O que distingue o célebre discurso “I Have a Dream”, que
Martin Luther King proferiu há 50 anos, é que “é uma grande peça da oratória cívica democrática, e não marketing político”, sublinha o investigador José Luís Garcia.
Inquirido pela Lusa sobre a importância dessa mensagem de Luther King, emitida a 28 de agosto de 1963, no Lincoln Memorial, em Washington, num tom profético que utilizava por pensar que poderiam ser as suas últimas palavras, tal era a frequência das ameaças de morte que recebia por defender a igualdade racial nos Estados Unidos, o professor da Universidade de Lisboa foi contundente: “‘I have a dream’ não é um ‘slogan’, é a primeira enunciação de um discurso com muito sentido que tem a ressonância da voz comunitária”.
“Este é um discurso muito importante por aliar um conteúdo forte com uma retórica extraordinária”, defendeu o académico, doutorado em Ciências Sociais e investigador do Instituto de Ciências Sociais da Universidade de Lisboa.
Esse conteúdo “advém da invocação dos próprios princípios democráticos dos Estados Unidos da América, isto é, limita-se a dizer algo que hoje em dia nos parece muito óbvio, e que é: a população negra é cidadã daquele país e, como cidadã daquele país, tem de estar num plano claro de igualdade de oportunidades, no plano político, no plano cívico, no plano social”, frisou.
Para José Luís Garcia, o que o discurso do prémio Nobel da Paz 1964 conseguiu foi “transformar aquilo que aparecia muitas vezes como apenas uma promessa, como uma espécie de situação hipócrita – ‘nós temos estas ideias, mas não as passamos à prática’ – numa plataforma para ser posta em prática, ou seja, rompeu com a hipocrisia da sociedade norte-americana”.
“E é um discurso que trabalha muito bem isso, porque, numa altura em que havia discursos muitíssimo radicais, este não é radical nos conteúdos que exige, não pode ser classificado como um discurso marxista, ou um discurso comunista: é um discurso democrata e liberal que a única coisa que diz é ‘passemos do discurso à prática’, ou seja, sugere não uma agenda radical, mas uma agenda que, partindo das próprias promessas da democracia, deve ser atualizada”, observou.
Por outro lado, do ponto de vista retórico, referiu, trata-se de um discurso “absolutamente extraordinário, porque tem a ressonância da voz comunitária, tem uma ressonância quase religiosa e um ritmo e um conjunto de repetições na construção das frases que são imediatamente capazes de gerar emoções”.
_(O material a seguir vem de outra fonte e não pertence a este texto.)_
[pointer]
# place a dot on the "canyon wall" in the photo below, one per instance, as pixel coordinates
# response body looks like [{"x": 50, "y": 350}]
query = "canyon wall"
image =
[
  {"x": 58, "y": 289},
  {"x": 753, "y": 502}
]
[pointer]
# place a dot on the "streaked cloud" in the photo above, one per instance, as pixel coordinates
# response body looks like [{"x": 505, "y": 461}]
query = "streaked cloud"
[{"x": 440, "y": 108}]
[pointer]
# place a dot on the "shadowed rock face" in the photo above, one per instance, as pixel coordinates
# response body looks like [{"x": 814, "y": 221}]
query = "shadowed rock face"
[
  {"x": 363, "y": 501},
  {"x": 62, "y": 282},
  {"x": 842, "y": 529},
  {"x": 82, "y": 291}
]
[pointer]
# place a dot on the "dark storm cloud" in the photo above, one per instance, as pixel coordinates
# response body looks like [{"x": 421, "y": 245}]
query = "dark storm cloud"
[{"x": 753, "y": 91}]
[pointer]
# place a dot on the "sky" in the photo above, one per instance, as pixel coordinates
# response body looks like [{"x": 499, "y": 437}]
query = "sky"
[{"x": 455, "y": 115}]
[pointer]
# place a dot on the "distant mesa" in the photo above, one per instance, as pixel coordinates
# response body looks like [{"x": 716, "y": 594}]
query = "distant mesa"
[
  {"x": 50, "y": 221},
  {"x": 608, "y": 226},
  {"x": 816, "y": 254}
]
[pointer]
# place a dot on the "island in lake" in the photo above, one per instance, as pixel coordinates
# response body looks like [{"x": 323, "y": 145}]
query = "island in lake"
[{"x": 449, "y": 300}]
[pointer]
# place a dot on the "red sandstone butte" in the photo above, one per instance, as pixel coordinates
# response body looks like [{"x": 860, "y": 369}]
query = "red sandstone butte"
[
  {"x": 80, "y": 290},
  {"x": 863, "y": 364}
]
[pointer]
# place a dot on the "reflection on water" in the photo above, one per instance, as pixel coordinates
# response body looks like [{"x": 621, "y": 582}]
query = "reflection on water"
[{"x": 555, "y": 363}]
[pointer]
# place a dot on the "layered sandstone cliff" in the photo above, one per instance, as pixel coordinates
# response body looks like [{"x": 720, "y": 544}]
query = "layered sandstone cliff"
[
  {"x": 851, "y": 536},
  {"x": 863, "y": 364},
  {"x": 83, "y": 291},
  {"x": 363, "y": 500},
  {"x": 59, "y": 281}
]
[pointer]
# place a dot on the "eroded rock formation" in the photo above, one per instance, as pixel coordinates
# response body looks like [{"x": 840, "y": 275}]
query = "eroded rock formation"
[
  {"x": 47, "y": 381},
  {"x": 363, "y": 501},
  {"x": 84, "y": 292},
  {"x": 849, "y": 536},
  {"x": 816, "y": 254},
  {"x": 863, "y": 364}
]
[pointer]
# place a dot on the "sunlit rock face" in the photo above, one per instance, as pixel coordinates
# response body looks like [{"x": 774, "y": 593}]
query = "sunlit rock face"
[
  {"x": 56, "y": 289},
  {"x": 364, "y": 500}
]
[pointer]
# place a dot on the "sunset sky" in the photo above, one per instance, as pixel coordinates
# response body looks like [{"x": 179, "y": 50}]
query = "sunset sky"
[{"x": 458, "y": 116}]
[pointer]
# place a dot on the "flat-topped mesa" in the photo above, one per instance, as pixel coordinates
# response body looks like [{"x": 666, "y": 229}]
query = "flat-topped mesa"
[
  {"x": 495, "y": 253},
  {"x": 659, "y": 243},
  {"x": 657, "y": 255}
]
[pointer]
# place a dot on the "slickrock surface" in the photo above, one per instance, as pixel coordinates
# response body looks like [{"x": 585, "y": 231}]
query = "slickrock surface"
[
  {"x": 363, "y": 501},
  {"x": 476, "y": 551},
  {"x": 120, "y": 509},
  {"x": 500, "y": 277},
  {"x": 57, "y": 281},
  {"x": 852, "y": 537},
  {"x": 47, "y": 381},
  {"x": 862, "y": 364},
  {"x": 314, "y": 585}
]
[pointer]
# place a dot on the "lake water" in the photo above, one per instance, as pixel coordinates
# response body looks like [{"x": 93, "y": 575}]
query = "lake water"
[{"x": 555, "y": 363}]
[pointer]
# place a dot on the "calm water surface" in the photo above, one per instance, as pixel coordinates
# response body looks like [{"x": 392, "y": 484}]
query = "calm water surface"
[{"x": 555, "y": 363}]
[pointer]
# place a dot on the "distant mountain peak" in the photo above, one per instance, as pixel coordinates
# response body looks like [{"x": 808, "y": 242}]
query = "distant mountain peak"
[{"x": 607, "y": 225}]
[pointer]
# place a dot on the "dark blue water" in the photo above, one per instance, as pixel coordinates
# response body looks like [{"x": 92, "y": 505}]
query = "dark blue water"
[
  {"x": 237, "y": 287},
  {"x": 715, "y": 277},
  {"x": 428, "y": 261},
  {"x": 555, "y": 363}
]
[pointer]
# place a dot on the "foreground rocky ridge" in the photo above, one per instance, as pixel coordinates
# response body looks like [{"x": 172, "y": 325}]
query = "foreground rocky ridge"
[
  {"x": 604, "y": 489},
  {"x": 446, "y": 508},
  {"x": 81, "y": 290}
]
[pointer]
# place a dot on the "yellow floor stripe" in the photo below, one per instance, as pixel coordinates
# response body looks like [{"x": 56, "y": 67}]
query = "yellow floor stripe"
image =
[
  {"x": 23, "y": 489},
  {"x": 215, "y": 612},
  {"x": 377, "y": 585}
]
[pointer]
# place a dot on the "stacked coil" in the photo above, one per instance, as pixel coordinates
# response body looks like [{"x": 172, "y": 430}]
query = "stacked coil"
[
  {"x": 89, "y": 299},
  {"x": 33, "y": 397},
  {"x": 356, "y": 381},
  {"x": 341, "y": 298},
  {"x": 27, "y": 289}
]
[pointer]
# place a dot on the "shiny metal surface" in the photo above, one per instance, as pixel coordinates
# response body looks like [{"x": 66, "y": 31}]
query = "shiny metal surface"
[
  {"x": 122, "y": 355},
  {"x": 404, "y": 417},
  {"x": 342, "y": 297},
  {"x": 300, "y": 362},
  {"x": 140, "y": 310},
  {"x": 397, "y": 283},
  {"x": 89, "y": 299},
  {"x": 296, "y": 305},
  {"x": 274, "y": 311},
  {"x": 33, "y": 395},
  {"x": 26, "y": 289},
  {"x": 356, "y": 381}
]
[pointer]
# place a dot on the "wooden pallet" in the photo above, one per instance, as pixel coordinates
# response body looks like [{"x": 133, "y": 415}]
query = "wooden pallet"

“A própria ideia de ‘I Have a Dream’, a ideia de um sonho, é porque esse era precisamente o sonho que já existia nos Estados Unidos da América, que eram o mundo do Sonho Americano, e, portanto, o sonho era transformar o sonho em realidade”, apontou.
“A formulação de ‘I Have a Dream’, ou seja, ‘Eu tenho um sonho’, é já uma formulação de tipo poético-religioso, de tipo mítico-religioso, extremamente emotiva e com uma grande capacidade de mobilização”, e o resultado foi “um discurso emocionante, cheio de significado e claramente apreensível” que se tornou um marco na história dos Estados Unidos e transformou Martin Luther King num herói.
A passagem dos 50 anos do discurso de Luther King vai ser assinalada, na quarta-feira, no mesmo local onde o proferiu, pelo Presidente dos Estados Unidos, Barack Obama.